I've long regarded my garden as an experiment in creating beauty without water. After all, the annual rainfall is only 10 inches, all of which arrives in winter. My plants are from parts of the world where the amount and the timing of rainfall are similar: California native plants of course, along with plants from southern and western Australia, the west coast of Chile and the Mediterranean basin.

Do plants ever die in my garden? Of course. But if they can't tolerate the conditions, I try something else.

Plants aren't the only things that make my garden low-water. My garden practices do, too. No overhead sprinklers for me. Spraying water into the air means too much lost to evaporation. Instead, I use drip irrigation to put water directly onto the soil above the roots.
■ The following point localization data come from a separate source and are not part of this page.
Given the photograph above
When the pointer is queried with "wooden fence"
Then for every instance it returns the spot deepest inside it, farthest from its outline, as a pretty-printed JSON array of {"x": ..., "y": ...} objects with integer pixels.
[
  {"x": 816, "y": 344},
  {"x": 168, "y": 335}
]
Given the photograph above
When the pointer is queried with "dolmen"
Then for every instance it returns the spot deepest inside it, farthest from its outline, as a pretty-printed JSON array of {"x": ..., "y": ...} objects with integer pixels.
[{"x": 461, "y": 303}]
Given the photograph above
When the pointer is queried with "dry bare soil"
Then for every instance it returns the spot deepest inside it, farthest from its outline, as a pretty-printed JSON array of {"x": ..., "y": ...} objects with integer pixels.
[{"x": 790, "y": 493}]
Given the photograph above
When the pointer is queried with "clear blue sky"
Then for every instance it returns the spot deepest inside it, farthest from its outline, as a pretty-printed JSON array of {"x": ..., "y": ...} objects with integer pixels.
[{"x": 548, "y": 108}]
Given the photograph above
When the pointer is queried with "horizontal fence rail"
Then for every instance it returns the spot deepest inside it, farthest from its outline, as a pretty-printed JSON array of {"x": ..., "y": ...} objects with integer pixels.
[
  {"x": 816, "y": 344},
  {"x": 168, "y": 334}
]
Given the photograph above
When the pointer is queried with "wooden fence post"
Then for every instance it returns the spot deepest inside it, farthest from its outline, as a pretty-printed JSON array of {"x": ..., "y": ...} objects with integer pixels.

I also mulch. A 3-inch layer insulates the soil and slows the rate at which moisture evaporates. Above all, I don't overwater. If you fill the soil with water, there's no room left for air to reach roots. Plants literally drown. While all plants need water regularly their first year or two, you then can cut back how often you water.

How does that translate to my water bill? Five people (including a shower-loving teenager) live on our two-thirds acre property. Our extensive gardens include a vegetable garden and more than 20 fruit trees, but no lawn. In the hottest month of summer, our water bill peaked at $120.

Compare that to the garden consultation I did a few weeks back. Two adults live in a home about the same size as mine, on a lot a third of the size. There are overhead sprinklers, no mulch, not much garden, but lots of lawn. Their water bill is $200 a month. Guess who uses less water?

Nan Sterman is a garden journalist, horticulturist and gardening designer who lives in Encinitas, Calif. She contributes to regional and national publications such as Sunset Magazine, the Los Angeles Times, The San Diego Union-Tribune and Organic Gardening. When Nan isn't at her computer, she's talking to audiences about gardening, either in person, on the radio, or on "A Growing Passion," her TV show. In her own garden, Nan loves to prune!